Smad7 mainly inhibits TGF-βs/activator signaling pathway, Smurfl can enhance the inhibitory activity of Smad7, and Smad6 can recruit co-inhibitor CtBP to inhibit BMPs signaling pathway.
Activated R-Smads, which form a complex with Smad4, are released from TβRI and SARA and then enter the nucleus to activate specific target genes.
SNIP1 is a nuclear protein, and its relative level with intranuclear Smad4 determines the background transcription level of the target gene, and also determines the maximum transcriptional activation of the target gene after pathway activation.
It is still unclear which target genes are regulated by the Smad4 protein.
Once displaced to the nucleus, the transcriptional regulatory activity of Smad4 is no longer affected by TGF-β signaling.
R-Smads in the nucleus are continuously dephosphorylated at a very low rate, and this dephosphorylation allows R-Smads to separate from Smad4 and then be retransported into the cytoplasm.
The nucleation of Smad4 requires a nuclear output factor CRM1, which can be combined with the nuclear output signal of the intermediate junction region of Smad4.
3. Activation or inhibition of transcription of target genes
After the heterologous complex enters the nucleus, it acts with the target gene in three ways.
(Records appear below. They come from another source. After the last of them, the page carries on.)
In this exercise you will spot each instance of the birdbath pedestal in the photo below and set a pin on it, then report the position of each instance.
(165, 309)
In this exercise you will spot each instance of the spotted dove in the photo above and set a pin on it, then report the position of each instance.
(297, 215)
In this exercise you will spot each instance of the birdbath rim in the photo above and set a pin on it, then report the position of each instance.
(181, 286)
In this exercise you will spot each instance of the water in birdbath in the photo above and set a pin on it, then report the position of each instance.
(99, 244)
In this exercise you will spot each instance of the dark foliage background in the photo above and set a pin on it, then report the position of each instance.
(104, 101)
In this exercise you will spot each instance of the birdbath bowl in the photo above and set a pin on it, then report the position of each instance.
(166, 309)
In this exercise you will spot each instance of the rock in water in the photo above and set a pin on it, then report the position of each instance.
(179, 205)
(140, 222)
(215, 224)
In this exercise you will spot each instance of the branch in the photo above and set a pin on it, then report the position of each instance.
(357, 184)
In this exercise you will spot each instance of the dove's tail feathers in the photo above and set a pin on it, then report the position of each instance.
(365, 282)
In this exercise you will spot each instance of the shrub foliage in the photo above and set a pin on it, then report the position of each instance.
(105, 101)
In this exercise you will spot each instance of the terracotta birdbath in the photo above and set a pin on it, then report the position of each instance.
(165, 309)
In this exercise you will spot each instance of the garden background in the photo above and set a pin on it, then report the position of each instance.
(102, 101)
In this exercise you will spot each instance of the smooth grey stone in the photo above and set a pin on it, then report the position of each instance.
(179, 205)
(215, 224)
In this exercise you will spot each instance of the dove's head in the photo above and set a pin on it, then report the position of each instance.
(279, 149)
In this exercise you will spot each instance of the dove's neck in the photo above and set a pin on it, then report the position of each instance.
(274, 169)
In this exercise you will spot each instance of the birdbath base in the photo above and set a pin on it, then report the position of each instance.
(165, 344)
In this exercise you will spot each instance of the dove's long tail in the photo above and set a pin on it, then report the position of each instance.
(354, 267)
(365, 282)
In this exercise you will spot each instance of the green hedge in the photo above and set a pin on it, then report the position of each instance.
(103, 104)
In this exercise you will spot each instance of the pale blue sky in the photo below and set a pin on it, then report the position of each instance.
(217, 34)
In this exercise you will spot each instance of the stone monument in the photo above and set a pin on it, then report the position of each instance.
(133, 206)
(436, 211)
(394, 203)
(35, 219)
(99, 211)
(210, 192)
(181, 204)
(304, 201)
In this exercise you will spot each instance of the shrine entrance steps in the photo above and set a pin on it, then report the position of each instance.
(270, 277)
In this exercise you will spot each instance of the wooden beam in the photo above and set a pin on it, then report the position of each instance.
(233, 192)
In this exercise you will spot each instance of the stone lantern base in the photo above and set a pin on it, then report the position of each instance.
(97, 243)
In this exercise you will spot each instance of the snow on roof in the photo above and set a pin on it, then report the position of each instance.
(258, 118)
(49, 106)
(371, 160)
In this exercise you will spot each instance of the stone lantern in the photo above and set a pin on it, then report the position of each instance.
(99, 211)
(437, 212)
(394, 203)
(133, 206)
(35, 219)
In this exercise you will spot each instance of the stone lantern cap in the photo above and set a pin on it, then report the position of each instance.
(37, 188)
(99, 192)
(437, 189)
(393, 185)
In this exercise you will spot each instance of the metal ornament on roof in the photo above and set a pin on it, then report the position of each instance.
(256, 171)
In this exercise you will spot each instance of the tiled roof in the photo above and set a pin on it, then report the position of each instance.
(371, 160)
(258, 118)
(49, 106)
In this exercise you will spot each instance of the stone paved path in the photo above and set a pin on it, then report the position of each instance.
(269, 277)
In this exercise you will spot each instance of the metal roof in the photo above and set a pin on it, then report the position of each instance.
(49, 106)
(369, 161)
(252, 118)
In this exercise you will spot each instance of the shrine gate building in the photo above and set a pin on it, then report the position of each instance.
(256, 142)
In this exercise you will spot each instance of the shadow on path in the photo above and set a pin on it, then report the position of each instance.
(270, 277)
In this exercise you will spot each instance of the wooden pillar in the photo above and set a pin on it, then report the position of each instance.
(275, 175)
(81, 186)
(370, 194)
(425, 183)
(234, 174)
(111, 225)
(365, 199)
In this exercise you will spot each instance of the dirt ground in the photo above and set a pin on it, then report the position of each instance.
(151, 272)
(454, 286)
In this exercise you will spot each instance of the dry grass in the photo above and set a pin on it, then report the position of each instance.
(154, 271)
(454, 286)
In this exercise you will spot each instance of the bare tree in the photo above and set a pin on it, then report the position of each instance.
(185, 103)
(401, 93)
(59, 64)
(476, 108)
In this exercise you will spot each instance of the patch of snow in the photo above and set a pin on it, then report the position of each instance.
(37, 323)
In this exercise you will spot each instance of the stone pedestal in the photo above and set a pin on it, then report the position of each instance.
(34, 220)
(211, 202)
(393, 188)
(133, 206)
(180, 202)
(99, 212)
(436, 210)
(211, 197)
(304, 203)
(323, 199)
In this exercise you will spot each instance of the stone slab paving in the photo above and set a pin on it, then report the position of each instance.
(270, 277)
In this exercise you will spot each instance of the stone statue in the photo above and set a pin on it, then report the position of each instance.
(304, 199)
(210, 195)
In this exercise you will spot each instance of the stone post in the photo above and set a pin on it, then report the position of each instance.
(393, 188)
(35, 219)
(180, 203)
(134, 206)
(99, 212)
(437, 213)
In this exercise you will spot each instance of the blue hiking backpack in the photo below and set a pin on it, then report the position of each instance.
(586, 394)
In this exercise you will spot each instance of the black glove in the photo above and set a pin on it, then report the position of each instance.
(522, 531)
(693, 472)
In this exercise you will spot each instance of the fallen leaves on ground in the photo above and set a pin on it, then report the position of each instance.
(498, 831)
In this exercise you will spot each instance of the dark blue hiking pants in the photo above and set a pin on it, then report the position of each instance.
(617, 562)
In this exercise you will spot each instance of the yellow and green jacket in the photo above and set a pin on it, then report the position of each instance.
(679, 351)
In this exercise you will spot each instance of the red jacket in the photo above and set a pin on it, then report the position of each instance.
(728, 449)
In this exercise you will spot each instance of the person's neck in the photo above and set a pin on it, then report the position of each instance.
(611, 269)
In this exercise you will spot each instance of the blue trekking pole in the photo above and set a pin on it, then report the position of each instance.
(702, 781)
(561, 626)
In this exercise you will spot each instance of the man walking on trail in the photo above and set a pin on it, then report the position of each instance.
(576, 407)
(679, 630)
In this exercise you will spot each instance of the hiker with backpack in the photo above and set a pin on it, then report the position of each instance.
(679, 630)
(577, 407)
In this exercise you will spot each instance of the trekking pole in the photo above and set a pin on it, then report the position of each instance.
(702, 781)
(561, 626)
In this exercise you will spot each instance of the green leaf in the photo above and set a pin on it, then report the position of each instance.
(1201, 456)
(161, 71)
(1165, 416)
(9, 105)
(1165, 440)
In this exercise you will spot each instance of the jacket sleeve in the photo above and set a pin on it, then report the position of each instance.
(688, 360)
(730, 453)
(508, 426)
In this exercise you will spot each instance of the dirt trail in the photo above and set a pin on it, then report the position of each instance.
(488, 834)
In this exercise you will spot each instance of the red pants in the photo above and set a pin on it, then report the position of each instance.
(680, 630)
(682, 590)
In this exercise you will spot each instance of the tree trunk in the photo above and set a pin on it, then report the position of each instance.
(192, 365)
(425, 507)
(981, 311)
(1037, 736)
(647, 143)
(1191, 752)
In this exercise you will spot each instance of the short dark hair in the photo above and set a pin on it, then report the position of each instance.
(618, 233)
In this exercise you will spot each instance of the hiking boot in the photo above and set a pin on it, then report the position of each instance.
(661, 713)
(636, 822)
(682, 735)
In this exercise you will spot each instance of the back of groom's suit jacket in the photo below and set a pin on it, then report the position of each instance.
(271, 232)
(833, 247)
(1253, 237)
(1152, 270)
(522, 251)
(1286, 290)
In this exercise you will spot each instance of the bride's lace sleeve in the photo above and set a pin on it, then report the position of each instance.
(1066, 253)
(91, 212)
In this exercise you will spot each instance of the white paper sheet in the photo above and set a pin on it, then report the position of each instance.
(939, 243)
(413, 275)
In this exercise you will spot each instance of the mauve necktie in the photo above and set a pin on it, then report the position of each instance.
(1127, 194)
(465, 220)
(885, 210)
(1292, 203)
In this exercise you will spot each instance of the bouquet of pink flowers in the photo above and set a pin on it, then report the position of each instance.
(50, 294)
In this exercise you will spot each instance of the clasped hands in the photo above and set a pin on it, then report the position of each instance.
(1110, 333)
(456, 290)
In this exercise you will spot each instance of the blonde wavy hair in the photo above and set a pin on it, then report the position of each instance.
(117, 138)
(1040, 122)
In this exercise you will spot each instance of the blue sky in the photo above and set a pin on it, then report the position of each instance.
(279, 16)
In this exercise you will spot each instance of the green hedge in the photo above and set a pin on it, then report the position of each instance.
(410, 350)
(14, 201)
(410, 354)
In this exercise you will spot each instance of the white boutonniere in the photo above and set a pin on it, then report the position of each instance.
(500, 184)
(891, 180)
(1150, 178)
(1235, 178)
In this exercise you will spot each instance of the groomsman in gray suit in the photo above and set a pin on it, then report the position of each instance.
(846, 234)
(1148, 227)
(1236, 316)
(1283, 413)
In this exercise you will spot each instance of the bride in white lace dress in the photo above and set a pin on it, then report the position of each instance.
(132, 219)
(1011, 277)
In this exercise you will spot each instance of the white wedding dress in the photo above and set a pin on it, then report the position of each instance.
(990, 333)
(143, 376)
The first way is that the R-Smads/Smad4 complex binds directly to DNA.
Inside the nucleus, Smad4 regulates the transcription of the target gene by recognizing and binding to the 5' AGAC3' sequence on the target gene, the SBE sequence, while the sequence around the "GAC" affects the binding efficiency of SmadsSBE.
The second way is for the Smads protein complex to interact with other DNA-binding factors.
Because the ability of Smad3 and Smad4 to bind DNA is relatively weak, and although Smad2 has 91% sequence consistency with Smad3, Smad2 does not bind to DNA due to the loss of insertion sequences of 30 amino acids in the MH1 domain of naturally spliced Smad2.
These transcription factors are cell-specific and therefore determine the specificity of the response, such as the interaction of members of the FoxH1 family with the Smad2/Smad4 complex in early vertebrate development.
These transcription factors are also regulated by other signaling pathways, such as p53 and IRF7.
The third way is that the Smads protein complex interacts with non-DNA-binding factors.
CBP and p300 are linker proteins closely related to transcription, have histone acyltransferase activity, interact with Smad2, 3, 4, and are required for transcriptional activation of many TGF-β-dependent promoters.